Pues bien, de forma acelerada desde 2008 la euforia se ha transformado en desconcierto, miedo y hasta pánico por el futuro. El rearme es una respuesta lógica del capital en situaciones como esta, y unido a él también el aumento represivo y policial. Luego veremos con más detalle el por qué. Pero si el miedo cunde en la alta burguesía, en sectores de las masas alienadas que votan al centro-derecha y al reformismo el miedo se refuerza con una mezcla de desconcierto y de autoritarismo. Una vez que se han hundido las cómodas certezas que alegraban una vida gris y anodina, la sangrante realidad es vista por esta mayoría silenciada y castrada mentalmente con una mezcla de desconcierto y pasmo y, en muchos casos, con una fuerte dosis de agresividad teledirigida por la industria político-mediática.
Las escenas del asesinato del supuesto Osama Bin Laden, los intentos de asesinato de Gadafi, el que la OTAN deje morir de sed en el mar a decenas de emigrantes, los aplausos a la entrega ilegal por Venezuela de un súbdito sueco a los torturadores colombianos, el rechazo de los europeos ricos a ayudar a los europeos empobrecidos después de haberles impuesto condiciones leoninas para entrar en la Unión Europea, estos y otros acontecimientos diarios que solamente son la cáscara de tragedias espantosas, son vistos como expresiones de un mundo absurdo y peligroso que debe ser salvado por la civilización occidental. La decisión de que los alimentos y otros productos vitales coticen en los mercados financieros, conlleva que una minoría los acapare a la espera de que se multipliquen artificialmente sus precios, sin preocuparse por las inhumanas hambrunas que proliferan. Pues bien, esta y otras decisiones son vistas con indiferencia por buena parte de las masas occidentales porque creen que es la «mano invisible» del mercado la que rige la economía, y otra parte más reducida por ahora, las aplaude.

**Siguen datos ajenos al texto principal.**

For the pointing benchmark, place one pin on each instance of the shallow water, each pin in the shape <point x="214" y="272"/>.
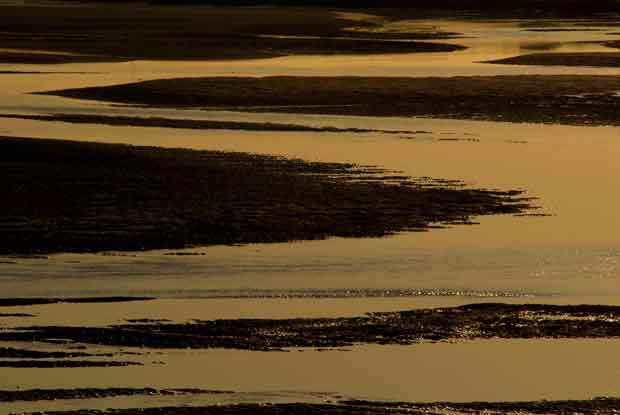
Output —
<point x="468" y="371"/>
<point x="572" y="256"/>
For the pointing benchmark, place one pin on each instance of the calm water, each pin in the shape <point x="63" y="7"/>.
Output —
<point x="571" y="256"/>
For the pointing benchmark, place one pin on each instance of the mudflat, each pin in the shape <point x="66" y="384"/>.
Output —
<point x="566" y="99"/>
<point x="65" y="196"/>
<point x="600" y="59"/>
<point x="121" y="31"/>
<point x="469" y="322"/>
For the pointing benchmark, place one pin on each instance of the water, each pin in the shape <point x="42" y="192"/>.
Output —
<point x="571" y="256"/>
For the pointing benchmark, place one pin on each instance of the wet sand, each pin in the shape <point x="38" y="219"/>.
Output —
<point x="84" y="197"/>
<point x="89" y="393"/>
<point x="601" y="59"/>
<point x="194" y="124"/>
<point x="130" y="31"/>
<point x="575" y="100"/>
<point x="469" y="322"/>
<point x="593" y="406"/>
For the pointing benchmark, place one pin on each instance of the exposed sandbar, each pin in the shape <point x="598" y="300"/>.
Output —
<point x="597" y="59"/>
<point x="193" y="124"/>
<point x="586" y="407"/>
<point x="64" y="196"/>
<point x="567" y="99"/>
<point x="476" y="321"/>
<point x="28" y="301"/>
<point x="125" y="31"/>
<point x="68" y="364"/>
<point x="33" y="395"/>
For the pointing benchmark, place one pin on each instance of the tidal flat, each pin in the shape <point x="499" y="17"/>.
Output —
<point x="601" y="405"/>
<point x="351" y="120"/>
<point x="66" y="196"/>
<point x="559" y="99"/>
<point x="469" y="322"/>
<point x="125" y="31"/>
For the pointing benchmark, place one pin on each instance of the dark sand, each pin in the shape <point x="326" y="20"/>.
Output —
<point x="585" y="407"/>
<point x="547" y="99"/>
<point x="67" y="364"/>
<point x="597" y="59"/>
<point x="12" y="353"/>
<point x="17" y="302"/>
<point x="33" y="395"/>
<point x="62" y="196"/>
<point x="130" y="30"/>
<point x="193" y="124"/>
<point x="477" y="321"/>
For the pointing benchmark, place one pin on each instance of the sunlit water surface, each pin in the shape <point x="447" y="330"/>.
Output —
<point x="571" y="256"/>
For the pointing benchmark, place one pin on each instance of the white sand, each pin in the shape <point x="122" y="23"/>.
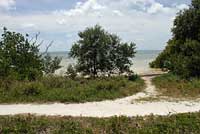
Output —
<point x="107" y="108"/>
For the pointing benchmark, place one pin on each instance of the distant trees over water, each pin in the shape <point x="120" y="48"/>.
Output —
<point x="20" y="58"/>
<point x="99" y="52"/>
<point x="182" y="54"/>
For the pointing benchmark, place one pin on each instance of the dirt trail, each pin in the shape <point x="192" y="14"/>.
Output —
<point x="126" y="106"/>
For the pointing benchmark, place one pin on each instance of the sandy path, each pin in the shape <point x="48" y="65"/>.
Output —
<point x="107" y="108"/>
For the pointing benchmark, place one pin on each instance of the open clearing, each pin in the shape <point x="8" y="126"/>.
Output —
<point x="126" y="106"/>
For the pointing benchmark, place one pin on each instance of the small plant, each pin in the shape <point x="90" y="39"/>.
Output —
<point x="71" y="72"/>
<point x="133" y="77"/>
<point x="31" y="90"/>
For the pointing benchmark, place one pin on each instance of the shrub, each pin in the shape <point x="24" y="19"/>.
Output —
<point x="133" y="77"/>
<point x="32" y="89"/>
<point x="71" y="72"/>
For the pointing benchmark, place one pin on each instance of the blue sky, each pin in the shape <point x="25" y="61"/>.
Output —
<point x="145" y="22"/>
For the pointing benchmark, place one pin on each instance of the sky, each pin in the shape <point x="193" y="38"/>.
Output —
<point x="148" y="23"/>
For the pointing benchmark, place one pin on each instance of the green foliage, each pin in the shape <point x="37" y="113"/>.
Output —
<point x="65" y="89"/>
<point x="71" y="72"/>
<point x="174" y="86"/>
<point x="175" y="124"/>
<point x="19" y="56"/>
<point x="51" y="65"/>
<point x="181" y="56"/>
<point x="99" y="52"/>
<point x="133" y="77"/>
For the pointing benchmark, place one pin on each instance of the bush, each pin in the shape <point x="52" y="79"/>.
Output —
<point x="133" y="77"/>
<point x="32" y="89"/>
<point x="71" y="72"/>
<point x="181" y="55"/>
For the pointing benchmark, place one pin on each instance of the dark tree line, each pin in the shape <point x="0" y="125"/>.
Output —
<point x="99" y="52"/>
<point x="20" y="57"/>
<point x="182" y="54"/>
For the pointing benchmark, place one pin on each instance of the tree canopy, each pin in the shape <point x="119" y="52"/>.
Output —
<point x="20" y="57"/>
<point x="181" y="56"/>
<point x="99" y="52"/>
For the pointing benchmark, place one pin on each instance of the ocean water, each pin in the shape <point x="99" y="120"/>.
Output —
<point x="140" y="62"/>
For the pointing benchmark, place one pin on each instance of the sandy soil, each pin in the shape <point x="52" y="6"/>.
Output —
<point x="126" y="106"/>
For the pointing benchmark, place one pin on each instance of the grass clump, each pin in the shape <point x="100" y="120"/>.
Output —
<point x="175" y="124"/>
<point x="68" y="90"/>
<point x="174" y="86"/>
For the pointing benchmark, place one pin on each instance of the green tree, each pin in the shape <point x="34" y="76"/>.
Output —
<point x="51" y="65"/>
<point x="97" y="51"/>
<point x="181" y="55"/>
<point x="20" y="57"/>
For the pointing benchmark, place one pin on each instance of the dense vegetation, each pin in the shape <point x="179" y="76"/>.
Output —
<point x="27" y="75"/>
<point x="64" y="89"/>
<point x="175" y="124"/>
<point x="99" y="52"/>
<point x="181" y="56"/>
<point x="174" y="86"/>
<point x="20" y="58"/>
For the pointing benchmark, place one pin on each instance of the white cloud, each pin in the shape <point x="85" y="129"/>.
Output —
<point x="7" y="4"/>
<point x="146" y="22"/>
<point x="117" y="12"/>
<point x="157" y="8"/>
<point x="82" y="8"/>
<point x="182" y="6"/>
<point x="28" y="25"/>
<point x="61" y="21"/>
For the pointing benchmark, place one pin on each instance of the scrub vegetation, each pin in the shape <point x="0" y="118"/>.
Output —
<point x="173" y="124"/>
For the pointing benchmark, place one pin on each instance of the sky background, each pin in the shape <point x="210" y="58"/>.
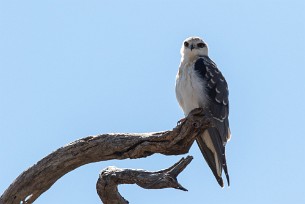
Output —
<point x="69" y="69"/>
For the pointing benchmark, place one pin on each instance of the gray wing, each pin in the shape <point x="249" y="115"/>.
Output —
<point x="213" y="141"/>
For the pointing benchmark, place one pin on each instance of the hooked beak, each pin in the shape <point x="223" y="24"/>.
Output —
<point x="192" y="47"/>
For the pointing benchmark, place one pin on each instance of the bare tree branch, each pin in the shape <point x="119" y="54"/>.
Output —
<point x="29" y="185"/>
<point x="111" y="177"/>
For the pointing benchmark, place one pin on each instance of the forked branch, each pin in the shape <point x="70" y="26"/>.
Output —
<point x="29" y="185"/>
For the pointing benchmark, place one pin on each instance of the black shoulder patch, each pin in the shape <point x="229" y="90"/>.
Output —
<point x="200" y="67"/>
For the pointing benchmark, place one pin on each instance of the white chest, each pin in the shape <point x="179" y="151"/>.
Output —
<point x="190" y="89"/>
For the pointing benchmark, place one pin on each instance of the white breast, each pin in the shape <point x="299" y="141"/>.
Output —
<point x="190" y="89"/>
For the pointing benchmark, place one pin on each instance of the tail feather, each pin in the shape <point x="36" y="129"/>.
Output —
<point x="213" y="150"/>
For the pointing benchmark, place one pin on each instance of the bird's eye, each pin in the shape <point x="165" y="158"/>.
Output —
<point x="201" y="45"/>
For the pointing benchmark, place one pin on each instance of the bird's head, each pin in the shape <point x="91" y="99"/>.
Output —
<point x="193" y="47"/>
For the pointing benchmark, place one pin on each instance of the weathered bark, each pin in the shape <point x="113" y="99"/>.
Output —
<point x="29" y="185"/>
<point x="111" y="177"/>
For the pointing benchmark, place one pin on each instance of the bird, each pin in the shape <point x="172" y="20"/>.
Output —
<point x="200" y="84"/>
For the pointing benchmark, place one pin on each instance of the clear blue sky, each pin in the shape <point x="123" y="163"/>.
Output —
<point x="69" y="69"/>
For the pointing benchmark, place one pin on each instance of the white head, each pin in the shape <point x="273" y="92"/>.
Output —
<point x="192" y="47"/>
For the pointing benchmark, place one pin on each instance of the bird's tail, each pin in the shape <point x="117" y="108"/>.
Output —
<point x="213" y="150"/>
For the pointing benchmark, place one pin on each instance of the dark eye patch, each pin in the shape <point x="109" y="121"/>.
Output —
<point x="201" y="45"/>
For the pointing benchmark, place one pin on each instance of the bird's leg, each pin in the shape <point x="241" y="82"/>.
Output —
<point x="181" y="121"/>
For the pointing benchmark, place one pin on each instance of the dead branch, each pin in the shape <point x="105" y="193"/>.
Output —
<point x="111" y="177"/>
<point x="29" y="185"/>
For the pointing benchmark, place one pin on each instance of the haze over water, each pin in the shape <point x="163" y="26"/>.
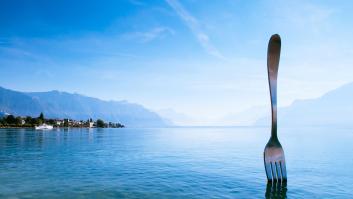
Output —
<point x="171" y="162"/>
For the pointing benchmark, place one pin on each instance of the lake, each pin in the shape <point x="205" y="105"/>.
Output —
<point x="199" y="162"/>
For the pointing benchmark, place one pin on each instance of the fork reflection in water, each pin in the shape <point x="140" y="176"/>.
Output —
<point x="276" y="190"/>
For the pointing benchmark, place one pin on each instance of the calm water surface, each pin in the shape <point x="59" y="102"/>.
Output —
<point x="172" y="163"/>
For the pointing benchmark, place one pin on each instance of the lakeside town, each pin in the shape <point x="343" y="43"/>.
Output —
<point x="11" y="121"/>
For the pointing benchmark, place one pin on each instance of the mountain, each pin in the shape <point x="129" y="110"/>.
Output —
<point x="55" y="104"/>
<point x="244" y="118"/>
<point x="333" y="108"/>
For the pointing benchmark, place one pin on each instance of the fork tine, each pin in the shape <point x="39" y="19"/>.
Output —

La idea de la «mano invisible», cargada de esoterismo idealista, fue popularizada por la primera corriente económica burguesa y sostiene que el mercado, la economía en su conjunto, se rige por razones desconocidas en última instancia, por fuerzas invisibles e incomprensibles al conocimiento humano. Desde entonces, algunas corrientes burguesas, como la keynesiana, han tratado de iluminar con una tenue luz esa invisibilidad, pero han fracasado siempre. Ya que la economía capitalista es incognoscible en su esencia, solo podemos ayudarnos del neokantismo y del subjetivismo individualista para intuir cómo funciona. Atrapados en esta ceguera ignorante e idealista, los acontecimientos mundiales nos parecen igualmente indescifrables y absurdos.